Indonesia-based Action for Ecology and People’s Emancipation estimates that about 20% of the tailings waste from US-based Freeport McMoRan’s Grasberg copper and gold mine in West Papua — one of the world’s largest open-cut mines — makes its way into the Arafura Sea each year. The company has dumped vast amounts of tailings into the Aikwa River, causing the contamination of surrounding river systems, land surfaces and groundwater.
Toxic chemicals
The mining of uranium, lithium, silver, gold, copper and rare earth minerals requires ore to be crushed into a fine powder and treated with toxic chemicals to produce a concentrated “liquor” that then allows the precious metal to be extracted.
The resultant slurry can be toxic due to the chemicals used to process the rock (for example, cyanide is used to dissolve gold out of rock) or the composition of the rock itself. This can lead to water, mud or airborne dust containing toxic heavy metals or radioactive substances.
In poor countries, where there are generally no environmental regulations, generations are being poisoned. According to theworldcounts.com, almost all the children in the Peruvian town of La Oroya have dangerously high levels of lead, arsenic and other toxins in their blood. More than 40% of children under 5 suffer “mental deficiencies” due to the effects of nearby lead, zinc and copper mines.

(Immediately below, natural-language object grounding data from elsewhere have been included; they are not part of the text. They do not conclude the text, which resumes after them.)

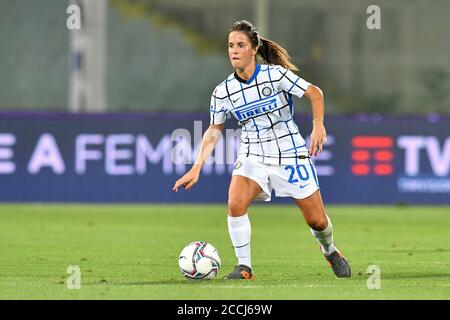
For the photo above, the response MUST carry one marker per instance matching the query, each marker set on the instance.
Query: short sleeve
(218, 108)
(291, 83)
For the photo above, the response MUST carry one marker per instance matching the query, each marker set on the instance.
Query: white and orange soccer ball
(199, 260)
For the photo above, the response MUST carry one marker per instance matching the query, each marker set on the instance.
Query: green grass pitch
(131, 252)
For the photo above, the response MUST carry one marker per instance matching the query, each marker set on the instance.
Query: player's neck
(246, 73)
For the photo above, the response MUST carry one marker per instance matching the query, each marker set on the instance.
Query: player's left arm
(318, 134)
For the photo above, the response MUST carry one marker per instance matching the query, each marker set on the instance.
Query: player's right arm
(209, 142)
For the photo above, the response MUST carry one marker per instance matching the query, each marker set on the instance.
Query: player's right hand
(188, 180)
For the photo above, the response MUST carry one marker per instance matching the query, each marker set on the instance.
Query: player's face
(240, 50)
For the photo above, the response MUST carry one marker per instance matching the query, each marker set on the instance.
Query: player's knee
(237, 207)
(318, 223)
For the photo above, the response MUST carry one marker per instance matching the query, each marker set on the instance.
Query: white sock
(240, 231)
(325, 238)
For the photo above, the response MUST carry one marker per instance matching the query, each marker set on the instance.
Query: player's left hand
(318, 138)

In situ leach (ISL) extraction, used in uranium and copper mining, involves injecting large amounts of hydrogen peroxide and sulphuric acid into the ground to dissolve rock. In 2016, 48% of uranium mining around the world used this technique, including three Australian uranium mines — Beverly, Four Mile and Honeymoon.

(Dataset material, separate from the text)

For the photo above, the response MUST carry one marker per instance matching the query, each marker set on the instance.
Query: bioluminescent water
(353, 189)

Spills are not uncommon at ISL sites and, depending on the hydrogeology of the ground, the toxic soup of acid and dissolved materials can migrate from the site decades after mining has ceased, risking drinking water reservoirs and farmland.
The blasting, crushing and digging of mining generates tremendous amounts of dust. Often, this dust contains silica as well as trace amounts of lead, arsenic, cobalt, mercury and cadmium. It damages workers and anyone living nearby the mine or rail corridors used to haul the material.
Imperfections in nitrate explosives used for blasting open-cut mines can lead to toxic orange plumes of nitrous oxide gas, which are also hazardous for workers and those living nearby. Blasting, heavy machinery and hauling the mined products also generates substantial noise.
Methane, a powerful greenhouse gas, is released during coal mining, adding to its greenhouse impact. It can also erupt causing sections of a coal face to collapse. This is how two workers were killed at the Austar coal mine in the Hunter Valley, New South Wales, in 2014.
Corporate failure
Mining corporations cut corners to save money and the disasters involving tailings dam collapses are testament to this.
Excessive rain or flooding can compromise the dams, and things get worse when more tailings are put into dams than they were designed to hold. Two recent tailings dam collapses in Brazil, at iron ore mines operated by Vale (one of which was jointly-owned with BHP Billiton), released a tsunami of toxic mud that killed people and destroyed homes, villages and entire river ecosystems.
Corporate failure on such a scale is not unusual in countries where local authorities mostly side with mining corporations over the rights of local communities.
It also shows up in the fact that some 15,000 miners are killed doing their jobs every year across the world. Mining is dangerous work. Depending on the strength of workers’ movements in any particular country, safety issues are either well addressed, flagrantly ignored or somewhere in between.
In Australia, where unions have won rigorous safety standards, it remains a challenge to ensure they are not eroded.
Climate campaigners and unions covering mine workers need to work together to ensure that no one is left behind in the necessary transition to reduce the deleterious impact of mining on our ecology.